The fate of Fulanus

Fulanus beltranus is a fictional species of lizard from Democratic Republic of Congo. We would like to find out how this species is going to do in different climate change scenarios. First let’s look at the points where it is currently known to occurr. To access the distribution data, we must load package Mapinguari.

library(Mapinguari)

Fulanus_bbox <- ggmap::make_bbox(lat = Lat, 
  lon = Lon, 
  data = FulanusDistribution,
  f = 0.2)

Fulanus_big <- ggmap::get_map(location = Fulanus_bbox, 
  source = "google", 
  maptype = "terrain")

ggmap::ggmap(Fulanus_big) +
  ggplot2::geom_point(data = FulanusDistribution, 
    mapping = ggplot2::aes(x = Lon, y = Lat), 
    size = 1, 
    colour = 'red')

function Distribution

It seems some points are in the ocean! Those must be wrong, let’s use Mapinguari’s Distribution fuction to clean them up.

# insert here point clean up and plot again

function Ecology

That is a terrible name, I wanted to call it “Environment”, but environment has a very specific meaning in R and it would be confusing.

How does the climate looks like in this area? We can use function Ecology to extract WorldClim surfaces for that area. The argument ext tells us which is the area you desire to crop your rasters around. It accepts either an Extent object with the coordinates of cropping limits, or a table of longitudes and latitudes, in which case it will grab the coordinates of the most extreme points and use those as the cropping limits. The argument margin adds to these limits, and it is on the same unit as the coordinates you supplied.

FulanusEcoRasters_present <-
   Ecology(
     raster_source = "/Users/gabriel/Documents/Mapinguari-development/global_grids_10_minutes",
     ext = FulanusDistribution,
     margin = 5,
     non_fixed_var = c('prec', 'tmin', 'tmax'),
     fixed_var = 'alt',
     years = c("present"),
     Phen_method = 'year',
     reorder = TRUE)

raster::plot(FulanusEcoRasters_present[[1]])

Ecology is able to download rasters from WorldClim, but you probably don’t want to download them everytime you are executing the function. That’s why the argument raster_source will also take a list of rasters from your workspace or a path to a folder containing those rasters.

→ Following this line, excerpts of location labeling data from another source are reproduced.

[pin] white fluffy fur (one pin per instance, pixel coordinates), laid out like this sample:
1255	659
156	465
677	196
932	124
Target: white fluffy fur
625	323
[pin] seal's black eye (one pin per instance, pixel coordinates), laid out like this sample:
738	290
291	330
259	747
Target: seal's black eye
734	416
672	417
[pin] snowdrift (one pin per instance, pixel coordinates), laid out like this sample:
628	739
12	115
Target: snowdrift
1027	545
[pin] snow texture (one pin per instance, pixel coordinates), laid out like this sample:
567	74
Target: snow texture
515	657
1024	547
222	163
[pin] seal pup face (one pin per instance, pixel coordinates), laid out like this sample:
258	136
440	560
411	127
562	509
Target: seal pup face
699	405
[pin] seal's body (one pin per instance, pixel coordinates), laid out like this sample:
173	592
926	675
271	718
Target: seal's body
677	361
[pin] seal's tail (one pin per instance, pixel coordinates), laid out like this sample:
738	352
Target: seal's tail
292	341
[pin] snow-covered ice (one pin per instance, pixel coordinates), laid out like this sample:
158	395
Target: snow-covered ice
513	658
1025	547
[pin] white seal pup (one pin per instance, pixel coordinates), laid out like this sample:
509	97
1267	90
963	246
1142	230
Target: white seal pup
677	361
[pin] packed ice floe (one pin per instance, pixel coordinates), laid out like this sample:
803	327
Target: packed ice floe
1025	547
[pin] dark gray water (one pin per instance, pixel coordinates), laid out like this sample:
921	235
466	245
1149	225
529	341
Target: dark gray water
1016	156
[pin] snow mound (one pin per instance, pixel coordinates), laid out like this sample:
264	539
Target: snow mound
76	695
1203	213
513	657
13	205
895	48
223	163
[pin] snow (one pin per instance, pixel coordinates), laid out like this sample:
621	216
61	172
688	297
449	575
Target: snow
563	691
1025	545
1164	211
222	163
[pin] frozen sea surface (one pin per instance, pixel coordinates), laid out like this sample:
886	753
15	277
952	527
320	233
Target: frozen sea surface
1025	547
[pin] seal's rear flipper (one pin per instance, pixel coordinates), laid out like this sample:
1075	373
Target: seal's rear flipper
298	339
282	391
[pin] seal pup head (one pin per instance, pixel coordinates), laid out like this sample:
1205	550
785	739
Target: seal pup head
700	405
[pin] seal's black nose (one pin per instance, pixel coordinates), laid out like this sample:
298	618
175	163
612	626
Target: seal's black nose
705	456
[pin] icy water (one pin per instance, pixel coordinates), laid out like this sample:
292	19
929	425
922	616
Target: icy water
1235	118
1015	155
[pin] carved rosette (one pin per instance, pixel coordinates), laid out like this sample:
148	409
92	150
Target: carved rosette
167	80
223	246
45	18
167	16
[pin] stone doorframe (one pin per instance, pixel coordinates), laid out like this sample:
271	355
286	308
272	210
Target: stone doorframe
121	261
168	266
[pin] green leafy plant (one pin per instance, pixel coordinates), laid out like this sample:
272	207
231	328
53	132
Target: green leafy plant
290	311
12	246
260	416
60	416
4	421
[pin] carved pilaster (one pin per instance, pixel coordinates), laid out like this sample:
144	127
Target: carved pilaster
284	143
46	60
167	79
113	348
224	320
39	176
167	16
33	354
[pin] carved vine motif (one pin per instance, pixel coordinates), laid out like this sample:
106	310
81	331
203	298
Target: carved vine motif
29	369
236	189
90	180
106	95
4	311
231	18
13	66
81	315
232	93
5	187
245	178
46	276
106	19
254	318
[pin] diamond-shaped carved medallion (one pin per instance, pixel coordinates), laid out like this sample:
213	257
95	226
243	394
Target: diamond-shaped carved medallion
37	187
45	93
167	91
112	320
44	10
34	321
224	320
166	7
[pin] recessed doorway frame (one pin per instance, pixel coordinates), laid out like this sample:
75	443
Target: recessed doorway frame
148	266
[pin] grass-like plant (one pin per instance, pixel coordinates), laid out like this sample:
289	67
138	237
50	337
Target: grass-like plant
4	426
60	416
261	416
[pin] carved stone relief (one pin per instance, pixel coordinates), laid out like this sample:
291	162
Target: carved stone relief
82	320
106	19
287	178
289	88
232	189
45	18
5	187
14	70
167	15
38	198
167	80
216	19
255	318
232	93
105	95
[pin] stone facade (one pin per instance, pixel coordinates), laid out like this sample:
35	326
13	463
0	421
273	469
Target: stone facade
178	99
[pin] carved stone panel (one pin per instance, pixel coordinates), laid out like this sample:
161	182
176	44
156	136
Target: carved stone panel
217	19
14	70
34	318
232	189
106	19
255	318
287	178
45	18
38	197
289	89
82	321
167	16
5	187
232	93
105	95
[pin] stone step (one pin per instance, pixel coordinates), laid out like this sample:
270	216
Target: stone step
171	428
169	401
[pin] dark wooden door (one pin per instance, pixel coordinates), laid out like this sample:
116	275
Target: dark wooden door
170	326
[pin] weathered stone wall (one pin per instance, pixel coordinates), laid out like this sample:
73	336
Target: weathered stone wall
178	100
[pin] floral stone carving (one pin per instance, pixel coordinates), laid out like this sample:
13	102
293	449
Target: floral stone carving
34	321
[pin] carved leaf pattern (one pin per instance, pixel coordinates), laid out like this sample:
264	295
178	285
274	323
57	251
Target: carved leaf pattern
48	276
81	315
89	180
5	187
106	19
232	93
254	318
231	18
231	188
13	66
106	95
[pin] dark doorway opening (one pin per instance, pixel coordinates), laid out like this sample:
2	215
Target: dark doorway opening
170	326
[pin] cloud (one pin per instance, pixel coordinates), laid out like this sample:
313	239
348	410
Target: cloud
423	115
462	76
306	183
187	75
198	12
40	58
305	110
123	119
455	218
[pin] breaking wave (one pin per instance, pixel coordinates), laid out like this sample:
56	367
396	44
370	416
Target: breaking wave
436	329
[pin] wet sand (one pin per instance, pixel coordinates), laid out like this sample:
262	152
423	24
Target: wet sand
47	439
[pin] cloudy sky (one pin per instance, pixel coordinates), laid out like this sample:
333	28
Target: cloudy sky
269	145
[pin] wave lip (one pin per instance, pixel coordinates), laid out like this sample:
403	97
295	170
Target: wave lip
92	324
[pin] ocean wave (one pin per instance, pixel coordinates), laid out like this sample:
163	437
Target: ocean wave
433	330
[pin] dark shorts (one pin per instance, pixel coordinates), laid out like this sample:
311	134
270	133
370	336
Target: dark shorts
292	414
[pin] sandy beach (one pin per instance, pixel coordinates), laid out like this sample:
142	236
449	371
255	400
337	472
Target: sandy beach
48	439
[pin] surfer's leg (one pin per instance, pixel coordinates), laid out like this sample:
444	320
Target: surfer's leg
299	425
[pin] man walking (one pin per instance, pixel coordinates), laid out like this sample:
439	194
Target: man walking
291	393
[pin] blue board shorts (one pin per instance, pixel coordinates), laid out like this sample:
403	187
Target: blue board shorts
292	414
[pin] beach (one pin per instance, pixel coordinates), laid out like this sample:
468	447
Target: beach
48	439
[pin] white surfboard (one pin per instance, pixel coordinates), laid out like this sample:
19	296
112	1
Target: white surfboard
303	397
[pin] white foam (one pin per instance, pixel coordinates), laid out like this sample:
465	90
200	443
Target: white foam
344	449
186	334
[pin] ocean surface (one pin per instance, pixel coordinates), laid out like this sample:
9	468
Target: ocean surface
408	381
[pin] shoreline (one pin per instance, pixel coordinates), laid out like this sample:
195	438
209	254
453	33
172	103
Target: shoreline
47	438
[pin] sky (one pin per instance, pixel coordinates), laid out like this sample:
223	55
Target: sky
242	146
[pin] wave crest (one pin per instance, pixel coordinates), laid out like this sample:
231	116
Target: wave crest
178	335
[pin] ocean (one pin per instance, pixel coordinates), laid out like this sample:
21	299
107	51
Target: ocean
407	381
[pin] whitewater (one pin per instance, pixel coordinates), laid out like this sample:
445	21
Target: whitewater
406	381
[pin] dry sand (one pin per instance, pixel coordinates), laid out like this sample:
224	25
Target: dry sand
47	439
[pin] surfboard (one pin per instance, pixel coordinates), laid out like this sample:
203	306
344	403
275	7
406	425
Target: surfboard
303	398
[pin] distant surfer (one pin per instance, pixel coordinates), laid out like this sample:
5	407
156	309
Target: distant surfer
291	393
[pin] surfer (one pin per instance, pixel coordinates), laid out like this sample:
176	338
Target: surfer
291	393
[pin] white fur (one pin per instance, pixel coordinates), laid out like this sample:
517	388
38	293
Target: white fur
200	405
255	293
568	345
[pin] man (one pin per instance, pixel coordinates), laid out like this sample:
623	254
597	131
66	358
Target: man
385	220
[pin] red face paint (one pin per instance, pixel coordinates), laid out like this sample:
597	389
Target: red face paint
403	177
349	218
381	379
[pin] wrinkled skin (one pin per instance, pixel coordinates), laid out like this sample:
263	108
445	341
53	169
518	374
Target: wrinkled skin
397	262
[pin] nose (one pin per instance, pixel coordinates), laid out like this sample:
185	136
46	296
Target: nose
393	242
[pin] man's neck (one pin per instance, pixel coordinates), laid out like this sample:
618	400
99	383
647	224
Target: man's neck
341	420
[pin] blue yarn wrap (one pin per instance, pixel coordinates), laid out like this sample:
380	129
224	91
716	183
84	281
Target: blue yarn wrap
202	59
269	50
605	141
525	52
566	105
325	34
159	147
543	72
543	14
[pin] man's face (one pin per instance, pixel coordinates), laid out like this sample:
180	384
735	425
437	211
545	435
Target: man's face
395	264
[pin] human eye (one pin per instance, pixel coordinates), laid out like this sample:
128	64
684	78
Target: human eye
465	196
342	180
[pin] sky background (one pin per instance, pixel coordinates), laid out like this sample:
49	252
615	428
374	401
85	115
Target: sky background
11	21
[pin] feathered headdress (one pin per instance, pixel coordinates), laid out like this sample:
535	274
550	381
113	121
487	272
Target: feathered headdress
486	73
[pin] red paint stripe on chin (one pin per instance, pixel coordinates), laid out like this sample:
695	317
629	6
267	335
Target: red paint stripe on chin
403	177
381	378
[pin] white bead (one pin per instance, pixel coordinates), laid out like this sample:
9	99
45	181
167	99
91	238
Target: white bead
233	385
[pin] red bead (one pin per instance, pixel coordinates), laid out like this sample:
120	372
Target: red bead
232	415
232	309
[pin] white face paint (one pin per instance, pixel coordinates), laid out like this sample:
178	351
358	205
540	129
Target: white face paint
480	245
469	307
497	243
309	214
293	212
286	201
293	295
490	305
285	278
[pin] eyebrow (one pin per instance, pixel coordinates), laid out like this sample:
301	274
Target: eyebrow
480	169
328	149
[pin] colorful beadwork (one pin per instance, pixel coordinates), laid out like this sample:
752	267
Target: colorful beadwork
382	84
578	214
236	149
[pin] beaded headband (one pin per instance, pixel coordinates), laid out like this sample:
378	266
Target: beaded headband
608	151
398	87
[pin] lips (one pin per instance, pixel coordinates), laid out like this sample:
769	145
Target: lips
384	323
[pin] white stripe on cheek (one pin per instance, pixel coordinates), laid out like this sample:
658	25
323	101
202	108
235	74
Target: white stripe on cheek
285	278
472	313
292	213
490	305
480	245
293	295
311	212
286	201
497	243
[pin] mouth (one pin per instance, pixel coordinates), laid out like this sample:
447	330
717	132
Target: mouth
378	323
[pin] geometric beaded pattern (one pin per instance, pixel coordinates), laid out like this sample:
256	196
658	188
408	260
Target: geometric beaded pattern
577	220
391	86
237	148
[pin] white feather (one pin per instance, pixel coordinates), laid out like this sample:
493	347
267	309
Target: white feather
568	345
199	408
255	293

However, in order for Mapinguari to recognize which variables correspond to each year or scenario, you have to name your folders and list elements following the convention variable_year_scenario. The defaul character for separating those terms is “_“, but you can change that, as long as you do the corresponding change to the argument separator in function. Some of your rasters will not be subject to scenarios, since they are measures of current climate, instead of projections. In that case you only have to name them variable_year, omitting the scenario term. The argument baseline identifies which years are not subject to scenarios, and the default is present and baseline, but it can be changed at your convenience. Some other variables are constant accross time, such as altitude. In that case you only have to write the name of the variable. Here is an example of how my folder is structured:

image:

I’m going to assign the path to that directory to an object:

my_directory <- "/Users/gabriel/Documents/Mapinguari-development/global_grids_10_minutes"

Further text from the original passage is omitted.